Alors ce qu’il advint et vous le devinez
éclata au grand jour pour mon plus grand malheur
devant l’aréopage où mon cœur raviné

se délocalisait vers un pays d’accueil
dont je garde l’adresse en mon for intérieur
faute de le nommer et d’éviter l’écueil.


Commentaires

3 réponses à “De-ci de-là”

  1. Diane Lecomte

    Deci delà Deci delà
    Cahin caha
    Cahin caha
    Va chemine va trottine

    Va petit âne Va deci delà
    Cahin caha
    Le picotin te récompensera

    ….
    C’est la chanson de l âne dans Véronique ( opérette de Messager)

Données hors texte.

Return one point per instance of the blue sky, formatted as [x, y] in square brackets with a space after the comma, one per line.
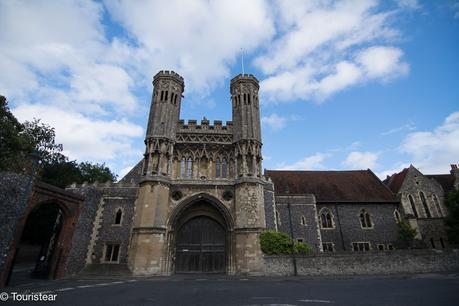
[344, 85]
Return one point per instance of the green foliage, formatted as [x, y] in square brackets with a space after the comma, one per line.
[452, 219]
[405, 232]
[278, 243]
[64, 173]
[18, 140]
[302, 248]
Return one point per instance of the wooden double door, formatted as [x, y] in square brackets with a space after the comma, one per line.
[200, 246]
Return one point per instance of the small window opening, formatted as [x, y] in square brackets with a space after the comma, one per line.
[424, 203]
[413, 206]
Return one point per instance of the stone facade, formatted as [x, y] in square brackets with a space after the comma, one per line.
[422, 199]
[387, 262]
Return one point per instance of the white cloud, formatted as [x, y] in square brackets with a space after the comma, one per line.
[274, 121]
[198, 39]
[361, 160]
[406, 127]
[312, 162]
[326, 47]
[85, 138]
[433, 151]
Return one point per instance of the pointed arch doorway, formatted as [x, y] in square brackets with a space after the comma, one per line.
[201, 239]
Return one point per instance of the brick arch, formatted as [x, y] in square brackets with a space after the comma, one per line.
[200, 197]
[70, 205]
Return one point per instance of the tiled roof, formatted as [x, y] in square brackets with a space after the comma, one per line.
[446, 181]
[395, 181]
[333, 186]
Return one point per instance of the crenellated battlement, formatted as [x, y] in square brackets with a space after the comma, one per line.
[103, 185]
[192, 125]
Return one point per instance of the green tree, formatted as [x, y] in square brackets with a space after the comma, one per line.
[13, 145]
[278, 243]
[452, 219]
[17, 140]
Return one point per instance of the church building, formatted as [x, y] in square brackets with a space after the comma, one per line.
[199, 199]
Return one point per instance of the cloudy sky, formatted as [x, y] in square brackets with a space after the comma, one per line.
[344, 85]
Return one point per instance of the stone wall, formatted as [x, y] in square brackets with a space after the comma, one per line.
[13, 202]
[372, 263]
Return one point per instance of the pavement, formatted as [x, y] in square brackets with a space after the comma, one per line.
[419, 289]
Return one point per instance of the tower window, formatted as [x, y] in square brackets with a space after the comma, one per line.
[437, 205]
[397, 216]
[217, 168]
[112, 252]
[365, 219]
[424, 204]
[326, 218]
[413, 206]
[224, 169]
[182, 167]
[189, 168]
[118, 216]
[303, 220]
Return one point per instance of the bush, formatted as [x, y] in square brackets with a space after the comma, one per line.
[278, 243]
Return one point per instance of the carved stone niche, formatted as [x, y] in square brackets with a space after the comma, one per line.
[176, 195]
[228, 195]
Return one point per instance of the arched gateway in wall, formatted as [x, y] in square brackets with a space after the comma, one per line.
[201, 231]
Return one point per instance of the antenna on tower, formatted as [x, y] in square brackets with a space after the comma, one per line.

    Âne que n’est assurément pas l auteur / trice en son pays d accueil !

  2. Daniel Muller-Ferguson

    Puisqu’on fait dans l’opérette, j’ai trouvé dans ce poème la terre d’accueil dont il est question…

    C’est le pays du sourire….

  3. À propos d’âne – celui de l’auteur –
    et de sourire – celui du lecteur –
    une fin qu’aurait peut-être aimé Daudet :

    Il avait tout porté.
    Les coups, le temps, le rire des autres.

    Sa patience n’était pas oubli,
    mais mémoire tassée.

    Quand l’âne frappa enfin,
    ce fut le silence qui répondit.

    Ceci pour dire que je ferais bien mon âne
    de temps en temps.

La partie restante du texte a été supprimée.